一審 東京地裁事件(買春罪 被害者2名 前科なし)
私選弁護人
職罪寄附30万円
弁論1回で結審
調書上も被告人質問でも被害者への謝罪なし
被害者に対する謝罪も、弁償の申出もなし
実刑(懲役1年)
控訴審
私選弁護人
被害弁償100万円
被害者への謝罪の手紙
原判決破棄 執行猶予3年
分析
原審弁護人(私選)の弁護ミス。被告人に用意させた30万円の使い方を間違っている。30万円もあれば、まず、謝罪・被害弁償・専門機関におけるケアを試みなければならない。(児童の被害=将来的な心身への悪影響が謝罪と金銭賠償で瘉されるとは思えないが、犯人側にできることはこれくらいしかない。)
この弁護人は児童買春事件は性犯罪であって、性犯罪では被害弁償を検討しなければならないことに気づいていない。
皮肉なことに、裁判所は児童買春に被害者がいることを知っていたので被害弁償を行わなかったことを指弾されてしまった。(判決理由を見ると、裁判官も新法なので慎重に解説書等を確認したものと思われる。)
原判決で謝罪・弁償が必要であること指摘されて、初めて気づいた。
控訴審では、被害者への示談ができて、執行猶予に減刑された。
しかし、100万円というのは、児童買春事件(騙しや強制がない)の示談金としては高すぎる。遅きに失して、被告人に余分な支出をさせている。(一審実刑判決を聞いてからの示談においては、事件から遅すぎて示談に応じない場合も多いし、示談に応じてくれる場合でも、金額面では、どうしても足元を見られてしまう。一審段階では、被害者調書・被害者証人の採否をも利用できるから、通常の示談金は、せいぜい、1名30万円である。)
察するところ、原審弁護人は、児童買春と売春とを混同して、「被害者がいない罪だから、被害弁償は不要。それより風俗を乱した点について職罪寄附を30万円程度すれば、執行猶予になる」とアドバイスしたと思われる。

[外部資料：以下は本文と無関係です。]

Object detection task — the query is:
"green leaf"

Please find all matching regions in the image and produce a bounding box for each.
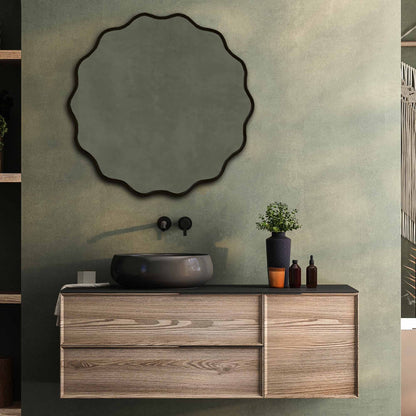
[256,201,301,233]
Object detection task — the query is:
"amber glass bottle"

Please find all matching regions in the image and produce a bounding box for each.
[306,255,317,288]
[289,260,301,288]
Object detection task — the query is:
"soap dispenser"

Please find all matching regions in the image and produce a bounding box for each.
[306,255,317,288]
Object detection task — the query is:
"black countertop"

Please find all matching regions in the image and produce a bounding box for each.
[61,284,358,294]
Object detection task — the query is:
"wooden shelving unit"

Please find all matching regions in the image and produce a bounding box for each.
[0,402,21,416]
[0,292,21,305]
[0,5,22,413]
[0,174,21,183]
[0,51,21,61]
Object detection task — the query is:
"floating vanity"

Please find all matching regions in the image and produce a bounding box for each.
[59,285,358,399]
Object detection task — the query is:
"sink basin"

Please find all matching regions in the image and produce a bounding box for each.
[111,253,213,288]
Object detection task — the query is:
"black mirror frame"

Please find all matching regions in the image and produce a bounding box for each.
[67,12,255,197]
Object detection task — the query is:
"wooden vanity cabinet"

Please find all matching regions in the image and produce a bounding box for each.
[60,287,358,399]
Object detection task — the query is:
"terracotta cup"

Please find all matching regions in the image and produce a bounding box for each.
[268,267,285,288]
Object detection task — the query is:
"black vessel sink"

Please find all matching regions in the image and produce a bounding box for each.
[111,253,213,289]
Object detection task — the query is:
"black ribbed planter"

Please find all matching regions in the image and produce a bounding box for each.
[266,232,291,288]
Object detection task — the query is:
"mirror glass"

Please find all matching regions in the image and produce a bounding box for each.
[69,14,254,196]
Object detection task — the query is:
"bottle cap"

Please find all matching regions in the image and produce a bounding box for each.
[309,255,314,265]
[292,260,298,264]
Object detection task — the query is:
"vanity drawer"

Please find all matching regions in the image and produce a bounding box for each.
[61,347,261,398]
[61,294,261,347]
[264,294,358,398]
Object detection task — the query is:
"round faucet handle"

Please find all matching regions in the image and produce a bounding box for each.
[157,216,172,232]
[178,216,192,236]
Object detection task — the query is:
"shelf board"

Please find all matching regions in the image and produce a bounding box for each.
[0,174,21,183]
[0,292,21,304]
[0,51,21,60]
[0,402,21,416]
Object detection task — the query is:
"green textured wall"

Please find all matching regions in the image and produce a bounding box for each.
[21,1,400,415]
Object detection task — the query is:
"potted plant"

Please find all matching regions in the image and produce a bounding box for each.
[256,202,301,287]
[0,115,7,173]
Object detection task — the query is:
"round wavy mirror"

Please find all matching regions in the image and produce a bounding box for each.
[68,13,254,197]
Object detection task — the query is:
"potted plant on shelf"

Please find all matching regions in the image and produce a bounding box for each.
[256,202,301,288]
[0,115,7,173]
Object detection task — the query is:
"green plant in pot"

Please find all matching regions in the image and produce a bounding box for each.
[257,202,301,288]
[0,115,7,173]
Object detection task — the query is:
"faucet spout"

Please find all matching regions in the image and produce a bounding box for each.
[157,216,172,232]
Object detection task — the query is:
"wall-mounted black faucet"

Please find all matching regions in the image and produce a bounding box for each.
[157,216,172,232]
[157,216,192,236]
[178,216,192,236]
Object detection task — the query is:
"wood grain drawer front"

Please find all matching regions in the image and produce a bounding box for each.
[265,295,358,398]
[61,347,261,398]
[61,294,261,347]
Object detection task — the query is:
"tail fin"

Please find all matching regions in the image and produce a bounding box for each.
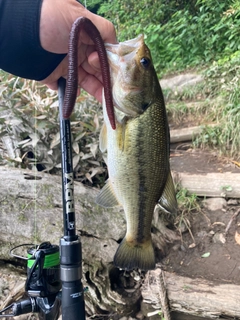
[113,237,155,271]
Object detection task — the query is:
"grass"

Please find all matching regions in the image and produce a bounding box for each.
[194,59,240,158]
[175,187,201,244]
[165,53,240,160]
[167,100,210,128]
[176,187,201,215]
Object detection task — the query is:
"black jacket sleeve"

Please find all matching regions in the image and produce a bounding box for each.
[0,0,66,80]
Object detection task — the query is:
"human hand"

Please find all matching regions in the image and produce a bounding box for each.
[39,0,117,102]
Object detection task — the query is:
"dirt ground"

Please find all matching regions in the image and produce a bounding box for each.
[164,144,240,287]
[170,143,240,175]
[163,195,240,284]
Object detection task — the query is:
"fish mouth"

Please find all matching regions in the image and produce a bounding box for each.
[105,34,143,54]
[105,34,144,67]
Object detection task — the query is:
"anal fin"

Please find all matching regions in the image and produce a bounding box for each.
[158,171,178,215]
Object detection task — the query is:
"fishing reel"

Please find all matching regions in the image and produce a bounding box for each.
[0,242,61,320]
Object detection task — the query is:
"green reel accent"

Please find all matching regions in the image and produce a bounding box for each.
[27,251,60,269]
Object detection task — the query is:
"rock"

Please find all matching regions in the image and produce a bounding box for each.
[160,73,203,92]
[203,198,227,211]
[213,232,226,244]
[227,199,239,205]
[135,311,144,320]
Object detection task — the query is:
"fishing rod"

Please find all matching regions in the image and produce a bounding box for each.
[58,76,86,320]
[0,15,114,320]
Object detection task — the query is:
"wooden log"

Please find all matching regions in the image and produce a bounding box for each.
[170,125,216,143]
[0,166,176,317]
[0,166,137,316]
[141,268,240,319]
[172,171,240,198]
[0,166,124,260]
[170,126,203,143]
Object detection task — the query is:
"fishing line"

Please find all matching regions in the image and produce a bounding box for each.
[33,80,39,248]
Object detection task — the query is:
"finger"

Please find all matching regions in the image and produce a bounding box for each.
[77,66,103,102]
[40,56,68,87]
[88,51,101,72]
[85,12,117,44]
[45,81,58,91]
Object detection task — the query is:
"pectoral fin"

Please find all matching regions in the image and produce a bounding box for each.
[96,180,120,208]
[99,122,107,153]
[158,171,178,215]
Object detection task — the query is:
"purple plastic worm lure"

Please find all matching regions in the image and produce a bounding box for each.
[62,17,116,130]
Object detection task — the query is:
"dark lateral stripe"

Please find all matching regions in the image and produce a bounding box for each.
[135,101,169,243]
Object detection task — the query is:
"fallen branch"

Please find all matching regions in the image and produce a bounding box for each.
[157,269,171,320]
[225,208,240,234]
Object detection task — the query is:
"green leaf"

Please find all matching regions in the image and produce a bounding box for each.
[201,252,210,258]
[221,185,233,192]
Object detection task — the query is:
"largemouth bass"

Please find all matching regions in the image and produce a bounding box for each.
[96,35,177,271]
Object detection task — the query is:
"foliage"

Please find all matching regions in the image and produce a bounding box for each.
[84,0,101,13]
[0,71,107,187]
[175,187,200,243]
[94,0,240,75]
[194,51,240,158]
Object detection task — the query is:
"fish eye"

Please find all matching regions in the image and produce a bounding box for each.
[140,57,151,69]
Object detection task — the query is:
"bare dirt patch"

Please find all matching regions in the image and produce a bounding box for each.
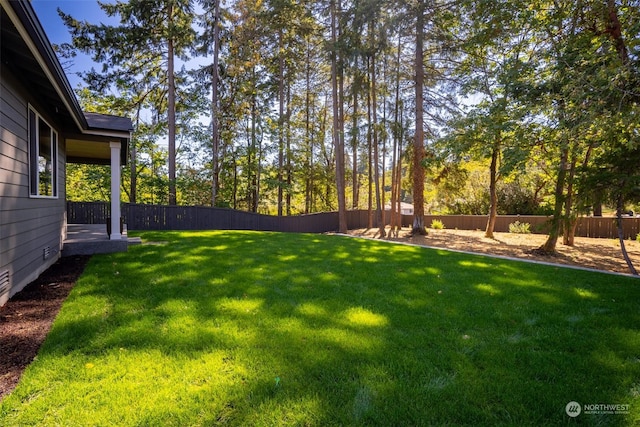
[348,227,640,276]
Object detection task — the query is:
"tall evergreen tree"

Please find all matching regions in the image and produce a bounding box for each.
[60,0,196,205]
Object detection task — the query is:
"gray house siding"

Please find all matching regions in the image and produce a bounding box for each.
[1,69,66,306]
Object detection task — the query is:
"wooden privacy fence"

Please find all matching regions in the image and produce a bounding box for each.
[67,201,111,225]
[123,204,341,233]
[68,202,343,233]
[67,202,640,239]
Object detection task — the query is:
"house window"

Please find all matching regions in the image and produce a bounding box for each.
[28,106,58,198]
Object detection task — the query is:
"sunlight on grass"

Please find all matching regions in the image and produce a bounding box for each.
[459,260,491,268]
[574,287,599,299]
[343,307,389,327]
[218,297,264,314]
[475,283,501,295]
[2,230,640,426]
[428,267,442,276]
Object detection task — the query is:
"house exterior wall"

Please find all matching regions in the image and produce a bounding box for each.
[1,68,66,306]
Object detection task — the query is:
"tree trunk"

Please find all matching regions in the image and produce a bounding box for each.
[250,85,258,213]
[304,39,313,214]
[563,152,578,246]
[211,0,221,207]
[593,203,603,217]
[352,57,359,210]
[395,136,403,233]
[370,22,385,238]
[330,0,347,233]
[485,142,499,238]
[232,152,238,210]
[616,192,638,275]
[539,143,569,253]
[391,32,403,237]
[390,124,398,236]
[606,0,629,65]
[256,121,262,213]
[130,139,137,204]
[167,5,177,206]
[130,105,141,204]
[286,80,292,216]
[367,61,373,229]
[278,30,285,216]
[380,55,387,236]
[412,2,427,235]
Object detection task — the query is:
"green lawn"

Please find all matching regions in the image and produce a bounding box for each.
[2,230,640,426]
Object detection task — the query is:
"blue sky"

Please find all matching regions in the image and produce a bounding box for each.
[31,1,111,87]
[30,1,207,88]
[30,0,209,150]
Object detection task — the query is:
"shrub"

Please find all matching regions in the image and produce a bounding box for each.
[430,219,445,230]
[509,221,531,234]
[636,233,640,243]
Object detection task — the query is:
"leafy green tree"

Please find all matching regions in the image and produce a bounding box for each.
[194,0,225,206]
[579,118,640,275]
[390,0,460,235]
[262,0,316,215]
[223,0,271,212]
[66,164,111,201]
[447,0,534,238]
[60,0,196,205]
[528,0,640,253]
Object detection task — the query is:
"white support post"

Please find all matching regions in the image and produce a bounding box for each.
[110,141,122,240]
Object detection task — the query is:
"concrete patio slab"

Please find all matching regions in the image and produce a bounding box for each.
[62,224,141,257]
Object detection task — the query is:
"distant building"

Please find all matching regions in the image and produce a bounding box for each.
[385,202,414,216]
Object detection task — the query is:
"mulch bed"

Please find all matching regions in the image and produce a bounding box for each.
[0,256,90,401]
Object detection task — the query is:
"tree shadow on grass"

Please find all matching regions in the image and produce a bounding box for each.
[4,231,640,426]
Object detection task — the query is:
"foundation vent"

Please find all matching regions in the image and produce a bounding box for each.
[0,270,9,297]
[43,246,51,260]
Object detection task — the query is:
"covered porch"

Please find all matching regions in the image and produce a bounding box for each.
[62,112,135,256]
[62,224,141,257]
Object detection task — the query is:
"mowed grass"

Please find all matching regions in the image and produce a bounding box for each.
[2,230,640,426]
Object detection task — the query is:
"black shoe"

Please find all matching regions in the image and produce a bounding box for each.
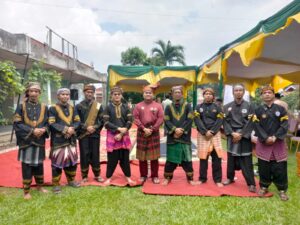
[68,181,81,188]
[223,179,234,185]
[53,186,61,194]
[248,185,257,193]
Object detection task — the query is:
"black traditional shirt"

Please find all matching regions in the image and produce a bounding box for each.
[13,101,49,150]
[223,100,254,139]
[164,100,193,145]
[48,103,80,150]
[103,102,133,132]
[75,99,104,138]
[194,102,223,135]
[254,103,288,142]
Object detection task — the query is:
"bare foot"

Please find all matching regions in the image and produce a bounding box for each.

被害者の存在に全く気づいていないので、被告人質問でも被害児童らへの謝罪の言葉を引き出していないし、情状証人にも弁償への協力を約束させていない。
被告人自身も、捜査段階でも謝罪の手紙を書かせるなど、安価で有効な慰謝の手段もあるのだが、それもやっていない。
そのため、被害者2名の普通の児童買春事件にもかかわらず、異例の実刑判決となった。
私選弁護人には高額の着手金・報酬金を支払っているはずである。早期終結で実刑判決とは、この原審弁護人は弁護人らしいことは何にもしていない。
こんな弁護人を選任した被告人は不運というしかない。
自白事件においても、
検察官請求証拠を被告人とともに吟味して、同意・不同意を活用して検察官証拠を最少限に絞らせること、
検察官立証の期間を活用して、被害者への慰謝の措置を最大限試みること
を徹底すべきである。
児童買春事件で執行猶予が多いのは、ほとんどの検察官が法の趣旨を知らないため求刑が甘いこと、ほとんど裁判所も法の趣旨を知らないし、被害の深刻さを知らないために量刑が甘いだけである。万一、詳しい検察官と詳しい裁判所に当たって、弁護人だけが詳しくなければ、思いがけず重い判決になる。
児童買春事件は甘くみてはいけない。